Is it allowed to use a multilingual Termbase in a translation project? Do we risk the dreaded "not supported culture"?

Former Member
Former Member

I'm using a multilingual Termbase with one its languages German. Where can I fix the "DE-01" as an invalid culture identifier? Thanks.

Parents
  • Hello Ozzie,

    Of course this is allowed. But to be honest I've never seen this before. Where did you get the termbase from? Can I see it?

    Thank you

    Paul

    Paul Filkin | RWS Group

    ________________________
    Design your own training!

    You've done the courses and still need to go a little further, or still not clear? 
    Tell us what you need in our Community Solutions Hub

  • Former Member
    0 Former Member in reply to Paul

    Well, actually I did some research myself and came to this conclusion: Glossary Converter (though a great application) apparently is the culprit. Let me explain, in a nutshell:

    1) The Termbase was created from a TBX file containing the substring <langSet xml:lang="de"> then

    2) during the conversion process by Glossaryconverter it became <l lang="DE-01" type="German (Germany)"></l> (hence the error message I was getting).

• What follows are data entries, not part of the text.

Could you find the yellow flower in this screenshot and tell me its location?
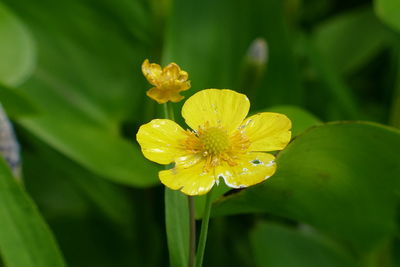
[137,89,291,195]
[142,59,190,104]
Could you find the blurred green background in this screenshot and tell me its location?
[0,0,400,267]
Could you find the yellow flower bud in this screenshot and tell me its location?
[142,59,190,104]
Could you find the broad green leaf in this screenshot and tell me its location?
[19,114,158,186]
[0,84,38,118]
[313,8,388,74]
[0,3,36,86]
[6,0,157,186]
[299,35,359,119]
[22,135,133,227]
[0,159,66,267]
[214,123,400,254]
[374,0,400,31]
[165,187,189,267]
[265,106,322,137]
[163,0,302,108]
[251,223,357,267]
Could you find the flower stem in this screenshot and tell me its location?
[195,189,213,267]
[188,196,196,267]
[163,102,175,120]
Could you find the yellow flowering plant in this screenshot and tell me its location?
[137,89,291,195]
[136,59,291,267]
[142,59,190,104]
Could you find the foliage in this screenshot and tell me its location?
[0,0,400,267]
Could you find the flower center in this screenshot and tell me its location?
[199,127,229,155]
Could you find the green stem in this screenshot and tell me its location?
[195,189,213,267]
[188,196,196,267]
[163,102,175,121]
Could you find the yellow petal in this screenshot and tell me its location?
[215,152,276,188]
[136,119,187,164]
[182,89,250,132]
[142,59,162,86]
[169,92,185,103]
[178,70,190,82]
[162,63,181,81]
[241,112,292,151]
[159,161,216,196]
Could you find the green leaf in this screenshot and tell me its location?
[214,123,400,254]
[165,187,189,267]
[299,35,359,119]
[0,159,66,267]
[163,0,303,109]
[251,223,356,267]
[313,8,388,74]
[0,3,36,86]
[19,114,158,187]
[265,106,322,136]
[6,0,157,187]
[0,84,38,118]
[22,136,133,227]
[374,0,400,31]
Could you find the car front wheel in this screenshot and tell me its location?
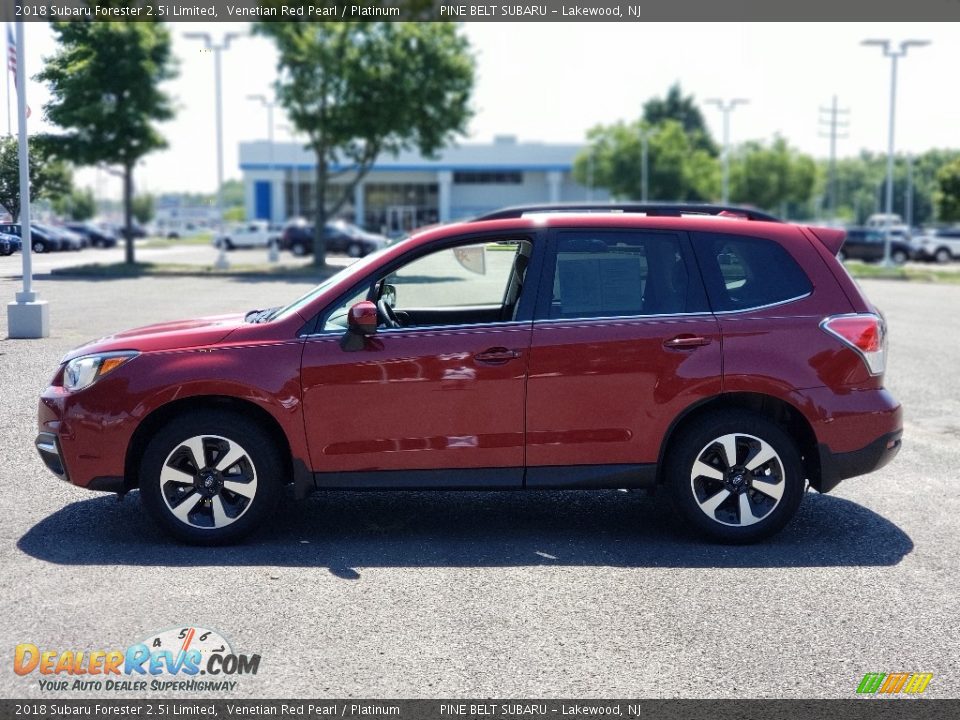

    3) instead of the more correct <l type="German (Germany)" lang="DE-DE"></l>

    The XML string in the entity called "mtConcepts", column "text" is, for instance,

    <cG><c>1</c><trG><tr type="origination">glossaryconverter</tr><dt>2017-02-17T16:26:14</dt></trG><trG><tr type="modification">glossaryconverter</tr><dt>2017-02-17T16:26:14</dt></trG><dG><d type="Subject">Entwicklung</d></dG><lG><l lang="DE-01" type="German (Germany)"></l><tG><t>Genossenschaft</t><trG>... etc.

    Incidentally, other of my multilingual Termbases that include German, correctly identified as "DE-DE" (Deutsch-Deutschland) work flawlessly. For the faulty Termbases with this allegedly wrong "Language-Locale" code, all I have to do is repeat the conversion process. And, yes, you are right, multilingual Termbases can run along any translation project.

    I have to say, the more I use Termbase, the more I like it.

    Cheers!

    Ozzie

  • Former Member
    0 Former Member in reply to Former Member

    Or, was it the culprit SDL Multiterm 2017 Convert? Or simply a faulty .xcd (a conversion session file)? Apparently, yes. I got these XML strings:

    <property name="label" value="German (Germany)" />

           <property name="renamedLabel" value="German (Germany)" />

           <property name="locale" value="DE-01" />

    Go figure.

  • Hi Ozzie,

    The problem is not the Glossary Converter. It is MultiTerm Convert, but I still can't get to the problem you had. I can only get DE-01 as a language code if I convert a DE and EN TBX to a generic German and English XDT/XML. Then, because there is no specific variant stated MultiTerm Convert uses EN-01 and DE-01.

    Now, if I then create a new termbase using the XDT then MultiTerm ignores the fact the languages are generic and suggests DE-DE and EN-US. So I have to remove these and add back the generic languages if this is what I want.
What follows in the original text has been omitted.